Spoken language identification

Spoken language identification (LID) is the process of recognizing the language spoken in an audio document (broadcast audio, podcast, or telephone). The standard VoxSigma language identification component can recognize one of 100 languages. By default, it is assumed that each document contains only one language. However, this can be adjusted by specifying the maximum number of languages and optionally providing a limited list of possible languages. The LID module includes a customization tool that allows users to tailor the models to their specific data, such as adding a missing language or dialect.

Speech Transcription

Speech transcription (also called speech-to-text, or STT) is the process of recognizing the words spoken in an audio document, while also providing a timecode, duration, and confidence score for each identified word. The speech transcription module can handle various audio types, including multilingual and dual-channel audio. It supports an unlimited vocabulary for multiple languages, including Arabic, Cantonese, Czech, Dutch, English, Finnish, French, German, Greek, Hebrew, Hindi, Hungarian, Italian, Latvian, Lithuanian, Mandarin, Pashto, Persian, Polish, Portuguese, Romanian, Russian, Spanish, Swahili, Swedish, Turkish and Urdu. The STT module includes a customization tool that allows users to tailor the models to their specific data or task.
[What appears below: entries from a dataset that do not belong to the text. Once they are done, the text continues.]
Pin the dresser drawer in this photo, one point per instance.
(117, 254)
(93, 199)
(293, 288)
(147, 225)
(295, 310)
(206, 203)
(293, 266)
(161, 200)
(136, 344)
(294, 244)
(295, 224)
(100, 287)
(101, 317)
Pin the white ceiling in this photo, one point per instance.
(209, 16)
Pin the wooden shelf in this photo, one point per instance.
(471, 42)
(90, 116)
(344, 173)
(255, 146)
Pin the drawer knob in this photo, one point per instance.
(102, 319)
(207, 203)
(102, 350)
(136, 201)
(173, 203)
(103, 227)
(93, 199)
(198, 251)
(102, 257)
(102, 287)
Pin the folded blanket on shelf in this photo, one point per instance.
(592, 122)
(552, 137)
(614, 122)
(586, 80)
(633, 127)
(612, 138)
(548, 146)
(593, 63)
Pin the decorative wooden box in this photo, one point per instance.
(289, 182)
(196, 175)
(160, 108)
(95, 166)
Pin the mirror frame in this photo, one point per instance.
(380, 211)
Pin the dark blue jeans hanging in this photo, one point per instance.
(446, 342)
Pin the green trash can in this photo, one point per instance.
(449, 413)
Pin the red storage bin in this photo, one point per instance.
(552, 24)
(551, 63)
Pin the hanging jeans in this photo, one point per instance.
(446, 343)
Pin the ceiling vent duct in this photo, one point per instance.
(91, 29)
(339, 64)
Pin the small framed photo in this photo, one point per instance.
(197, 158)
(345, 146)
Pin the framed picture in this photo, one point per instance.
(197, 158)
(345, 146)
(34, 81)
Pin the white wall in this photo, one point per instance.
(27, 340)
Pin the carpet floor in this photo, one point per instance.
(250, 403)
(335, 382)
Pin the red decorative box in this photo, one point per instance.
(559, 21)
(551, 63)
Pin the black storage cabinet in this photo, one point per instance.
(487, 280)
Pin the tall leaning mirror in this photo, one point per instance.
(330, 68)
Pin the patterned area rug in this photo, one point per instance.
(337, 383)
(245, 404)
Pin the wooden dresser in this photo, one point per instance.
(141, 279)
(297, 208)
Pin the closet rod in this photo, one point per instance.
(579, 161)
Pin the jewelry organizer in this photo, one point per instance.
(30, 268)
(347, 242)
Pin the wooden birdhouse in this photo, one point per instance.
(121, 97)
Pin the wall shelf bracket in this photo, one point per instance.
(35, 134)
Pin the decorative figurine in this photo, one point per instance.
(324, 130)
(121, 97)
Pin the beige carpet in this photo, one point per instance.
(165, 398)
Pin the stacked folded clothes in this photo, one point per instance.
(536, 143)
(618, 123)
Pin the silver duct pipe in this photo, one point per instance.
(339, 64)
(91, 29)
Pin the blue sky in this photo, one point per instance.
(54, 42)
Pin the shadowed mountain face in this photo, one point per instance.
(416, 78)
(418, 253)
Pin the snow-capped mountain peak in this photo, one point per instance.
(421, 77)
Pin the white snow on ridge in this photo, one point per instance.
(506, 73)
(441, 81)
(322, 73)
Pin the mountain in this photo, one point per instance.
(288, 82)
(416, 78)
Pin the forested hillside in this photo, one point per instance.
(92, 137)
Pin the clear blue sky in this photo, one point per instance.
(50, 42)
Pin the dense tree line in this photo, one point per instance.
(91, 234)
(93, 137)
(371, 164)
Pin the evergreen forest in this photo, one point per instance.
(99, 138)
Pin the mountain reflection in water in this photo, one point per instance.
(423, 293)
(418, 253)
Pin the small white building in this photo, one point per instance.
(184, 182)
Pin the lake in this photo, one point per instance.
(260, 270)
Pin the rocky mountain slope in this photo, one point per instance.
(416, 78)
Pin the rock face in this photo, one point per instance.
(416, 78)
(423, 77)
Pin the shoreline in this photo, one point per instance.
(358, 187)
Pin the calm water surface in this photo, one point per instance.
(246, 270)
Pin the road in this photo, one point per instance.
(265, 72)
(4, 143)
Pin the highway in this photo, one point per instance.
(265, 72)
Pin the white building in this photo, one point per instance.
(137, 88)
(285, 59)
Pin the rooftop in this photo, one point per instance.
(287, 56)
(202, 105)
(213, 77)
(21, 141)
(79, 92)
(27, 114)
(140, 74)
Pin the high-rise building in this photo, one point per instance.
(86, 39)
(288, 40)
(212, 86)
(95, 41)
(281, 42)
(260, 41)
Keyword spotting and audio Indexing

Large vocabulary continuous speech recognition is a key technology that can be used to enable content-based information access in audio and video documents. Most of the linguistic information is encoded in the audio channel of audiovisual data, which once transcribed can be accessed using text-based tools. Via language identification, speech recognition, and speaker recognition, spoken document retrieval can support random access using specific criteria to relevant portions of audio documents, reducing the time needed to identify recordings in large audio/video databases. Some applications are data mining, news-on-demand, media-monitoring, and telephone speech analytics.

Speech-Text Alignment

Speech-text alignment is the process of synchronizing a speech signal with a speech transcript or closely related text, providing time codes for words and sentences. The alignment process assigns timecodes to each word and each punctuation mark in the audio transcript and provides confidence scores to identify areas where the alignment may not be perfect in particular when the provided transcript differs from what has really been said. There are many uses of this technology, including audio books, language learning, and video subtitling.

Translation

Vocapia Research also provides automatic translation technologies capable of processing both speech and text inputs. Combined with our speech recognition modules, these tools allow users to automatically transcribe and translate multilingual audio content with high accuracy. Whether translating a conversation, a broadcast segment, or written documents, the system ensures reliable results by leveraging advanced language models. This feature is particularly suited for applications such as international media monitoring or cross-lingual content analysis.

Summarization

In addition to transcription and translation, Vocapia Research offers automatic summarization technologies that can generate concise and coherent summaries and titles from either audio or text sources. By combining speech recognition, natural language processing, and semantic analysis, this module extracts the essential information from long documents, meetings, or interviews, allowing users to save time and focus on key insights. This functionality is ideal for news aggregation, corporate intelligence, and large-scale information indexing.